Almost everything I have been doing for the last 35 years would have
to be listed in answer to that question. I've started pulling the
threads together on this web site:
    http://www.cs.bham.ac.uk/~axs/my-doings.html

However the ideas are continuing to develop so quickly that I cannot
keep that web page up to date. Recent examples include:

a new view of vision as involving primarily the perception of
processes rather than static structures,
    http://www.cs.bham.ac.uk/research/projects/cosy/papers/#pr0505

a new analysis of information as a rich and deep concept that cannot
be defined except implicitly in the context of a theory of varities
of information processing
    http://www.cs.bham.ac.uk/research/projects/cogaff/misc/whats-information.html

a new view of compositional semantics in both human language and
internal forms of representation as inherently context sensitive,
with implications for Gricean theories of communication and the
nature of language learning as a collaborative creative problem
solving process rather than absorption of an external structure
    http://www.cs.bham.ac.uk/research/projects/cosy/papers/spatial-prepositions.html

a view of causation which, instead of attempting to choose between a
Humean (correlational, statistical) notion of causation and a
Kantian (structure-based, deterministic) notion of causation
accmmodates both, while much learning involves a move from Humean to
Kantian understanding of particular types of causation
    http://www.cs.bham.ac.uk/research/projects/cosy/papers/#pr0506

a new view of conceptual analysis in philosophy, according to which
underlying what Ryle referred to as 'logical geography' there is
something deeper which I have labelled 'logical topography', the
study of which involves theory construction (using abduction) in a
way that brings philosophy much closer to science than most
philosophers allow, or want to allow.
    http://www.cs.bham.ac.uk/research/projects/cogaff/misc/logical-geography.html

a new view of evolution as involving tradeoffs that lead to design
problems requiring a spectrum of solutions ranging between precocial
(or genetically pre-configured) and altricial (genetically
meta-configured, i.e. based on learning and development controlled
by high level implicit assumptions about the nature of the
environment). This work is being done with a biologist, and is
illustrated by these two papers (one short, one long)
    http://www.cs.bham.ac.uk/research/projects/cosy/papers/jablonka-sloman-chappell.html

    http://www.cs.bham.ac.uk/research/projects/cosy/papers/#tr0609

and many more.

3.  What is the proper role of computer science and/or information
science in relation to other disciplines?

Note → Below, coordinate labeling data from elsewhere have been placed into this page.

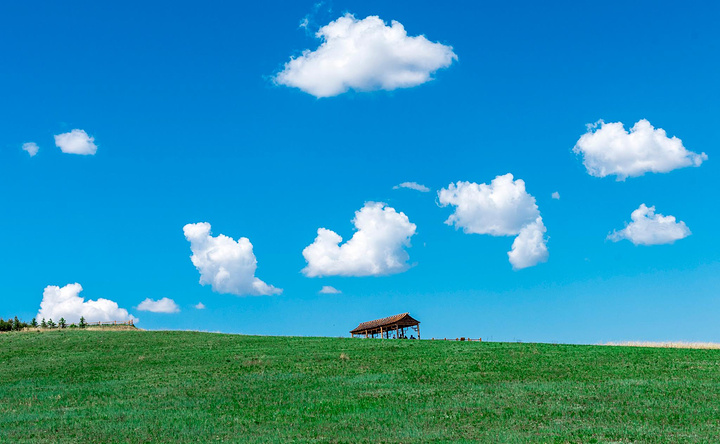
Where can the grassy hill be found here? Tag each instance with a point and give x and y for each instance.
(136, 386)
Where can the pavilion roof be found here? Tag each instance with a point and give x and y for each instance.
(401, 320)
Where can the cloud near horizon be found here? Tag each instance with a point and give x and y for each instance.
(76, 141)
(164, 305)
(648, 228)
(501, 208)
(227, 266)
(610, 150)
(377, 248)
(364, 55)
(66, 303)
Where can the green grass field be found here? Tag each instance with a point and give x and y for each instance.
(135, 386)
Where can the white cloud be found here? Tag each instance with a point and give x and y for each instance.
(329, 290)
(31, 148)
(66, 303)
(164, 305)
(76, 141)
(228, 266)
(502, 208)
(529, 247)
(412, 186)
(610, 150)
(364, 55)
(648, 228)
(376, 248)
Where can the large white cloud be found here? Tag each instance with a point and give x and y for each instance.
(648, 228)
(608, 149)
(228, 266)
(164, 305)
(501, 208)
(66, 303)
(76, 141)
(364, 55)
(529, 247)
(377, 247)
(31, 148)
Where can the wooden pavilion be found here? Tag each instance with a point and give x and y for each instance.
(390, 327)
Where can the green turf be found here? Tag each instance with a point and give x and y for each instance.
(134, 386)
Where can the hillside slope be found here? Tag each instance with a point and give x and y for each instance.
(136, 386)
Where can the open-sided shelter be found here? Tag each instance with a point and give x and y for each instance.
(390, 327)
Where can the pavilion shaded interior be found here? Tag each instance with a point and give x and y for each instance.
(391, 327)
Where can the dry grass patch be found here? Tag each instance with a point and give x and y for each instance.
(670, 344)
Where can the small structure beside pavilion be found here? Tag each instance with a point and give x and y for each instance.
(391, 327)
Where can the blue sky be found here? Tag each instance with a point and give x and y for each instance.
(190, 127)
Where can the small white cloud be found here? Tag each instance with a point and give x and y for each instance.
(377, 247)
(364, 55)
(648, 228)
(329, 290)
(412, 186)
(66, 303)
(529, 247)
(76, 141)
(502, 208)
(31, 148)
(164, 305)
(228, 266)
(610, 150)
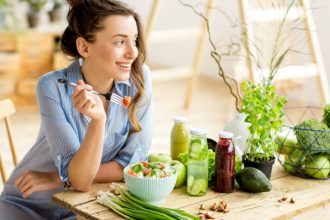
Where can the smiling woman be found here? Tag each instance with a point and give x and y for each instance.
(83, 137)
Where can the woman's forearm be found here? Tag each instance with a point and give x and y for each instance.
(109, 172)
(85, 164)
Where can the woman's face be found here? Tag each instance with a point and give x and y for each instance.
(114, 50)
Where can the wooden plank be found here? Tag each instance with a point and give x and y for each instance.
(306, 192)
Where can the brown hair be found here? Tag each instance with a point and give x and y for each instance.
(84, 20)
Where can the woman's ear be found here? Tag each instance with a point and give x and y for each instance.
(82, 47)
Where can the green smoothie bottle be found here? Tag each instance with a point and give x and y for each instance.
(197, 166)
(179, 137)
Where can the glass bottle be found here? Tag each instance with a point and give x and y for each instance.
(225, 163)
(197, 164)
(179, 137)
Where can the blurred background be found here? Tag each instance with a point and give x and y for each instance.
(185, 77)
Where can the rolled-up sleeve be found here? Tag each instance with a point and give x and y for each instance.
(60, 135)
(138, 144)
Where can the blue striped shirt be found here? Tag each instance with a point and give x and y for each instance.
(63, 130)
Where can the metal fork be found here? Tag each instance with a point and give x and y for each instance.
(110, 96)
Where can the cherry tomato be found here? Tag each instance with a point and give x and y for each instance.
(127, 101)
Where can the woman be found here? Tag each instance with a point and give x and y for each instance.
(85, 138)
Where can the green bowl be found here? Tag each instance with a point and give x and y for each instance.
(151, 190)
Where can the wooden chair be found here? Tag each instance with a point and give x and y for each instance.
(7, 108)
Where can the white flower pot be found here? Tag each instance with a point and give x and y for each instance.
(239, 128)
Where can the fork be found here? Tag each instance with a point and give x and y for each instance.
(110, 96)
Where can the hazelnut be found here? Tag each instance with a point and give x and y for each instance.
(220, 208)
(214, 207)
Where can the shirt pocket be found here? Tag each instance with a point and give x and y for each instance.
(120, 140)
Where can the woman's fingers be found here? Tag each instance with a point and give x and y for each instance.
(21, 181)
(81, 86)
(27, 192)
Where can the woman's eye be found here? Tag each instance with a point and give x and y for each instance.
(118, 43)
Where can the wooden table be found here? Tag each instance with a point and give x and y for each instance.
(312, 200)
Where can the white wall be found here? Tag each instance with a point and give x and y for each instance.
(172, 14)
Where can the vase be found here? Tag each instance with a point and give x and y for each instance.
(264, 166)
(33, 18)
(239, 128)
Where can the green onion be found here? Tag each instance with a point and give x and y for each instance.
(130, 207)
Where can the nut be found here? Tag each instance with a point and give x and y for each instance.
(214, 207)
(226, 210)
(220, 208)
(209, 215)
(223, 203)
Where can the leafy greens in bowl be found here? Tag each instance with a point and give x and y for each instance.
(150, 181)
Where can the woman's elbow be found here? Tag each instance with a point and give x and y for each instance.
(82, 187)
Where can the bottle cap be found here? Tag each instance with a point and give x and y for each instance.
(196, 131)
(225, 134)
(178, 119)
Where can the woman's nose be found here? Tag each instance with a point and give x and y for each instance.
(131, 51)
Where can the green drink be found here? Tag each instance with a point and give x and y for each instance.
(197, 174)
(179, 137)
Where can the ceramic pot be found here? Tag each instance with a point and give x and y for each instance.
(239, 128)
(33, 18)
(264, 166)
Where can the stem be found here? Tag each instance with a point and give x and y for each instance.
(216, 55)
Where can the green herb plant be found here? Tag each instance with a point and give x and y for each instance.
(259, 102)
(265, 115)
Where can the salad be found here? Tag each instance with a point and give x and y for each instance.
(146, 169)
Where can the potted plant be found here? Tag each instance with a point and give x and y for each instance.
(265, 115)
(261, 106)
(33, 14)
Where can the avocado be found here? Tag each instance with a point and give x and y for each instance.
(253, 180)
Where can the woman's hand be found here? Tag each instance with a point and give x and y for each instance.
(33, 181)
(88, 103)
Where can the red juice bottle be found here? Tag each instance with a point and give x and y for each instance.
(225, 163)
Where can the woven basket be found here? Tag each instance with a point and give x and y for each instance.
(304, 151)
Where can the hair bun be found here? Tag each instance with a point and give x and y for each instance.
(74, 2)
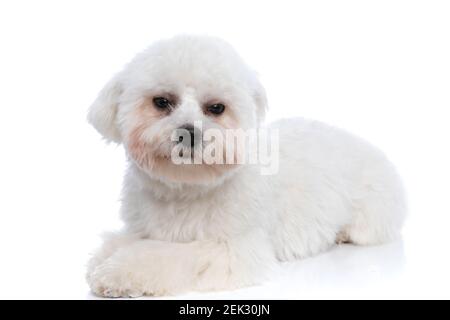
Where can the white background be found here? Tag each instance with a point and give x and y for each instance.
(380, 69)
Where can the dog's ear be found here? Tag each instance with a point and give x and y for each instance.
(260, 97)
(102, 113)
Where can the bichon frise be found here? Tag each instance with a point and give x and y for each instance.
(211, 225)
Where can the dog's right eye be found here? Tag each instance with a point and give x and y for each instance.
(161, 102)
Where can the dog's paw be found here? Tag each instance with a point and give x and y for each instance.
(114, 281)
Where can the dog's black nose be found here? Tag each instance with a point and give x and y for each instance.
(193, 134)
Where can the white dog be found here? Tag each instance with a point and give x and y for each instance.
(221, 226)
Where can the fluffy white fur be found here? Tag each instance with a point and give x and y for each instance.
(195, 229)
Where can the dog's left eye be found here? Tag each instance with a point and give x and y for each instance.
(216, 108)
(161, 102)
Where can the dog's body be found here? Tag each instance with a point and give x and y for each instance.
(228, 229)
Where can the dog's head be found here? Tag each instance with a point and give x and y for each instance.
(178, 87)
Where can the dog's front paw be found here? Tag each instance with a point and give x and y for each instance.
(113, 281)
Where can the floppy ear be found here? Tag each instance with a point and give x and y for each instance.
(260, 97)
(102, 113)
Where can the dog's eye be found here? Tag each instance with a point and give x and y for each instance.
(216, 109)
(161, 102)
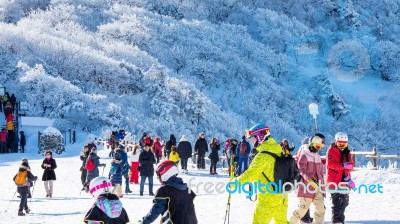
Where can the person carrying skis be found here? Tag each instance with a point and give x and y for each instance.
(146, 168)
(83, 156)
(134, 158)
(158, 149)
(115, 174)
(49, 165)
(23, 179)
(169, 144)
(312, 190)
(286, 148)
(213, 156)
(269, 206)
(201, 148)
(107, 209)
(338, 168)
(185, 152)
(242, 152)
(92, 166)
(173, 200)
(125, 165)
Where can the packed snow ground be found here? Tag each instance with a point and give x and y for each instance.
(68, 205)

There is not just one proper role.

4.  What do you consider the most neglected topics and/or contributions
in late 20th century studies of computation and/or information?

Two things.

Study of the variety of functions of vision and the extraordinarily
complex set of requirements for visual mechanisms.

Study of the implications of the fact that running virtual machines
which are not physical machines, but require physical machines for
their implication and do things, i.e. cause events both in virtual
machines and in other things. Most philosophers, psychologists and
neuroscientists are totally ignorant about this even though they use
several virtual machines in their daily life and work (operating
systems, word-processors, spelling checkers, internet browsers,
email systems, computer games, and many more.) Because current
computing education mostly focuses on the USE of computers rather
than understanding the principles on which they operate and how they
can be designed and extended people studying information processing
systems such as brains and minds lack the conceptual framework
required to make real progress.

A partial remedy is proposed here: a syllabus for teaching AI in
schools:
    http://www.cs.bham.ac.uk/~axs/courses/alevel-ai.html


5.  What are the most important open problems concerning computation
and/or information and what are the prospects for progress?

vision

vision

vision

Progress will depend on deep new ideas that don't seem to be
anywhere on the horizon as yet. But I have been working out some of
the requirements for those ideas, and that work is making progress.